A couple of months ago, my son's kindergarten teacher asked me if I could do some work on his family tree. (Famous last words, "Sure!") Then he said that he would like to give my work to his dad on Father's Day. Since I don't do genealogy reports for clients, I didn't have any format with which to present my research to him. Luckily, at SCGS Jamboree last weekend, I came across this beautiful family tree chart. It is 22" x 28" and came with instructions to print and affix the ancestors' names on labels on the tree. It was a lot of work cutting the sticky printer paper just right and getting the labels straight on the tree, but when it was done I was pretty pleased with the final result.
|James Family Tree|
I concentrated on his paternal ancestors since his mother is from Brazil and I wouldn't even know where to begin with her genealogy. Luckily, his father is very "American" and most of his ancestors trace back to Colonial New England, so there were plenty of records from which to build his family tree. I was also very fortunate that he had some notable ancestors like John Alden and Priscilla Mullins. I purchased the story of his ninth great grandparents, "The Courtship of Miles Standish" by Longfellow and glued his descendancy from John and Priscilla on the inside of the cover.

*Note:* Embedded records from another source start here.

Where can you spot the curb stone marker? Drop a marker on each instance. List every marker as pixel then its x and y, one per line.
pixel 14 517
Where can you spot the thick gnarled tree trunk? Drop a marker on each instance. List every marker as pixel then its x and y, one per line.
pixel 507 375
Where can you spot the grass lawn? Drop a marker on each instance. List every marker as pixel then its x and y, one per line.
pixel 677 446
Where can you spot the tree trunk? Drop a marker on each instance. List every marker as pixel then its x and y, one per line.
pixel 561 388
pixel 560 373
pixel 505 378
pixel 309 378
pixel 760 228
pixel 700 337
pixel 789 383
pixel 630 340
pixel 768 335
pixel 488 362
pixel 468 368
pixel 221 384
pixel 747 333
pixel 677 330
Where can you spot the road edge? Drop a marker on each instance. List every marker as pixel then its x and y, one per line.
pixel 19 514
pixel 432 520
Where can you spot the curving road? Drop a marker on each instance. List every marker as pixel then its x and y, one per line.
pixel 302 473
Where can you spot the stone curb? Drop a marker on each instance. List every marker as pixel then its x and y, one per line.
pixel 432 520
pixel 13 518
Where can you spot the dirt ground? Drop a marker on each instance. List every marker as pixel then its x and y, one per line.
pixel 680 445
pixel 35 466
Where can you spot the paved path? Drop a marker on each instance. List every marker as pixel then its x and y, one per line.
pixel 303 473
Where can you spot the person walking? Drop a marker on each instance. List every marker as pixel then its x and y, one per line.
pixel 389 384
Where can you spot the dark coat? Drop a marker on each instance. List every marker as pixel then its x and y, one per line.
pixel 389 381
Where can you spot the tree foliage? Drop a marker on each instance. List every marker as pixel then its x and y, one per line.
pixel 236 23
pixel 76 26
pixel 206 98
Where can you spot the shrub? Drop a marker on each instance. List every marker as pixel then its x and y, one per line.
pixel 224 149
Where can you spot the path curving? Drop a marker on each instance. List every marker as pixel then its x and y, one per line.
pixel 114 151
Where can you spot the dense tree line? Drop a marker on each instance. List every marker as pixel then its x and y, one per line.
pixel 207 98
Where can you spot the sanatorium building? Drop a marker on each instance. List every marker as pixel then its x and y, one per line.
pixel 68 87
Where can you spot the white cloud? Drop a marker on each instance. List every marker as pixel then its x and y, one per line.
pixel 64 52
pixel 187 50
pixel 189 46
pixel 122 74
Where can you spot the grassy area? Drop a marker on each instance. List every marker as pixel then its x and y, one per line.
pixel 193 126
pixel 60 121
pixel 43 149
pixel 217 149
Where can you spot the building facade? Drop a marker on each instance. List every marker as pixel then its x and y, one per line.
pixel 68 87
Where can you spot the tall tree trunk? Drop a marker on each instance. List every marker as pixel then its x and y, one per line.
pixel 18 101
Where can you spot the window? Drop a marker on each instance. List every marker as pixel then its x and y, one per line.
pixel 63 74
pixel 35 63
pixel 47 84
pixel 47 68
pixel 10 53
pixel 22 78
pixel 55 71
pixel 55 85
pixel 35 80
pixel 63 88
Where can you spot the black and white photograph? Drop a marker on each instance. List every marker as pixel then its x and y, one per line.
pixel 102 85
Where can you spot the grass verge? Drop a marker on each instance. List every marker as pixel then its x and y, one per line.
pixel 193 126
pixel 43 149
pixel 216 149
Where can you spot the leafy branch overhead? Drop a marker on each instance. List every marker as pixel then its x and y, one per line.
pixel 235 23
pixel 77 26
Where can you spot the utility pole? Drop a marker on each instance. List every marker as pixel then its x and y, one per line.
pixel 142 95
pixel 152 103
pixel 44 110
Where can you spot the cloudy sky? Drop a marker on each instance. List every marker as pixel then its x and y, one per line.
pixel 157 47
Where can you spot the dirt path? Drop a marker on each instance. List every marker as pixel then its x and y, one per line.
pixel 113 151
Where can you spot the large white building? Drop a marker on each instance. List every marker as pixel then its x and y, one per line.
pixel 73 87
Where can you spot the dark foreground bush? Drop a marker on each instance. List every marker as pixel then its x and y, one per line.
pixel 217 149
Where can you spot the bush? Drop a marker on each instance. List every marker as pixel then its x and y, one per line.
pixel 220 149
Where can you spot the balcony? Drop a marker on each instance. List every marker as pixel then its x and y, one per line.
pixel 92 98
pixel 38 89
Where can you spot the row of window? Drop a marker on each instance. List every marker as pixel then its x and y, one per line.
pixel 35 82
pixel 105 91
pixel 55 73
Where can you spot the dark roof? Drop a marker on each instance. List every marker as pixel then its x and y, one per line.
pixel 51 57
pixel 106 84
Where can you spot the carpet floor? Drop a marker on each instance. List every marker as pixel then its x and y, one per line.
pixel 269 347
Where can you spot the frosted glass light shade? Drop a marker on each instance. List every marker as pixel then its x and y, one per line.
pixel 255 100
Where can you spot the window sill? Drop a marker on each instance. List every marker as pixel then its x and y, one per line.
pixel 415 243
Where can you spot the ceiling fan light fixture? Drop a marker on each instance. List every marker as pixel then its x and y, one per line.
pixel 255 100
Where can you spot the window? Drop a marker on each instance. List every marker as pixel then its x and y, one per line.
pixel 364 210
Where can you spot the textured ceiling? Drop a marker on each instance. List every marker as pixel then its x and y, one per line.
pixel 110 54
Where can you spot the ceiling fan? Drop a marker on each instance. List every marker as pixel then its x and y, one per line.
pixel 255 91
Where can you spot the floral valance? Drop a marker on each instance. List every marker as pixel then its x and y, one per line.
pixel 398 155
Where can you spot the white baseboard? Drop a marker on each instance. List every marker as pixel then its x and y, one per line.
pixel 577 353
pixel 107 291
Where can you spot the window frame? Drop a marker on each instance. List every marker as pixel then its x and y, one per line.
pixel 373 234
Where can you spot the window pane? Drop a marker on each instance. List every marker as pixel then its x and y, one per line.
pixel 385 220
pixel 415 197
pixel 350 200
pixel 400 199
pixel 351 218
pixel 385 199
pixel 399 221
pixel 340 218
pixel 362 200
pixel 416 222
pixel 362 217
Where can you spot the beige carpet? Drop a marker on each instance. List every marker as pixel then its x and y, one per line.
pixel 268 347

Luckily, the Mayflower Society booth at SCGS Jamboree had a very nice printed copy of "The Mayflower Compact". Since, at least, four of my son's teacher's direct ancestors signed the compact and he is descended from, at least, eight Mayflower passengers, it was also a fitting gift.
Some of his ancestral surnames are James, Gries, Downey, Harris, Bell, Coop, Myers, VanCleave and Swearingen. I found some interesting tidbits like that he shares the famous Vanderbilt family's immigrant ancestor, Jan Aertsen van der Bilt, and his VanCleave ancestors were with my Proctor ancestors fighting in the Kentucky wilderness with Daniel Boone.
Although I had a lot of fun working on this tree, especially when I discovered that he and I are ninth cousins twice removed through our shared Mayflower ancestors, John Howland and Elizabeth Tilly, I do have to admit, I sure was relieved when this project was finished!